How should you configure and monitor the dynamic user distribution?
A.
By setting the appropriate R/3 profile parameter—for example, rdisp/wp_no_dia.
B.
By using Transaction SM04, User Overview.
C.By using Transaction SMLG, Maintain Logon Groups.
Chapter 7: R/3 Table Buffering
Overview
Every R/3 instance has various buffers, including table buffers, in which data is stored that is needed by users at runtime. When the data is in the buffer, it does not have to be obtained from the database, because buffers enable direct reads from the main memory of the application server. There are two advantages in accessing a buffer for data rather than accessing the database:
• Buffer accesses are normally between 10 and 100 times faster than accesses to the database.
• Database load is reduced, a fact that becomes increasingly important as your system grows in size.
For each table defined in the ABAP Dictionary, you can decide whether and how the table will be buffered. To enable the buffering of these tables, each R/3 instance has two table buffers: the single record table buffer (TABLP) and the generic table buffer (TABL).
When your R/3 System is delivered, all tables already have default buffering settings.
However, to optimize runtime performance, you may need to change some of these settings depending on the usage of your R/3 System.
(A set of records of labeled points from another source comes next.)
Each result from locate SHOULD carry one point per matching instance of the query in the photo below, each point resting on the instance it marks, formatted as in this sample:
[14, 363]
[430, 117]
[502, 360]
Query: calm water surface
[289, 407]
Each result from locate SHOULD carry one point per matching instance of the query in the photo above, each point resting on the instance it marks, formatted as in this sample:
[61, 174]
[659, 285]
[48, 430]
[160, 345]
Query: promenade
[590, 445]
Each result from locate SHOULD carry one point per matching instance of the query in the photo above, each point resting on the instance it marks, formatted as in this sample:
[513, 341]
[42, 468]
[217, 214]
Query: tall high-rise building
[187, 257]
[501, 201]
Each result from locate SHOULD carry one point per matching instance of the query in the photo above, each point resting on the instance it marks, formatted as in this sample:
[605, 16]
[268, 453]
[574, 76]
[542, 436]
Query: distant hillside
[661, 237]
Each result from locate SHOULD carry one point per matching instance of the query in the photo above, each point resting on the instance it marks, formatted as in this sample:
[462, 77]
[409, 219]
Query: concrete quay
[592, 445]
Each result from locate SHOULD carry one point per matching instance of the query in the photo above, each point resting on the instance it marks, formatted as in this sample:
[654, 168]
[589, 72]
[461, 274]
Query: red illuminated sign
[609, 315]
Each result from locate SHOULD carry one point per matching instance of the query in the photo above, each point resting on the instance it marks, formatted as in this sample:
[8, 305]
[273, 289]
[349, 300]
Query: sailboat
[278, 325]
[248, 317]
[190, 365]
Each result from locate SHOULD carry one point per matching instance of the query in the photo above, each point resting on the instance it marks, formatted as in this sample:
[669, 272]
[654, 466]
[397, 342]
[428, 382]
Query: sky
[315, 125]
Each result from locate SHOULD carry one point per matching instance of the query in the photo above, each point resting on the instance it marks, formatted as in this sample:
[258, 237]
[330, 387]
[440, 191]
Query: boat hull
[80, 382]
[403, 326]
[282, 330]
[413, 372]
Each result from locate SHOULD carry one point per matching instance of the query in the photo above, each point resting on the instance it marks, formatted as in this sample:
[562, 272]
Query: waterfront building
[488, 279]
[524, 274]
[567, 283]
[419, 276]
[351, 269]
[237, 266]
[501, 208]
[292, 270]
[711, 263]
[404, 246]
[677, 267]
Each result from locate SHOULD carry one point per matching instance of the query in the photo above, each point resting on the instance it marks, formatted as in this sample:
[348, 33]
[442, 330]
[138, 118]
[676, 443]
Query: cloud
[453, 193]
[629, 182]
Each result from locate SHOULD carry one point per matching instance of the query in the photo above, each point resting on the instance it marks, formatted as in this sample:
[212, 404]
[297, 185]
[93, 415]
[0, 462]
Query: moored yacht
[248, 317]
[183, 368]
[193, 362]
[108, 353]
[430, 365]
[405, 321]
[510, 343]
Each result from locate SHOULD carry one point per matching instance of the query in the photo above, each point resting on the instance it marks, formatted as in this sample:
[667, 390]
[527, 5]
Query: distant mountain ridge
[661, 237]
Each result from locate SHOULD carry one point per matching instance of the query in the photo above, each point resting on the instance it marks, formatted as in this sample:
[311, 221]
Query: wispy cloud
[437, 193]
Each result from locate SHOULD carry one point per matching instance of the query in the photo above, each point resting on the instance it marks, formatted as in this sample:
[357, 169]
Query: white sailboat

For customer-created tables, the responsible developer configures the buffering settings.
When Should You Read This Chapter?
You should read this chapter to help you:
•
Learn about table buffering options in R/3.
•
Monitor and optimize the efficiency of your buffering of R/3 tables at regular intervals.
•
Decide whether to buffer customer-created database tables.
• Decide whether to buffer the condition tables created during Customizing for central SAP functions such as price determination or output determination.
To better understand this chapter, you should have some familiarity with ABAP programming and SQL programming.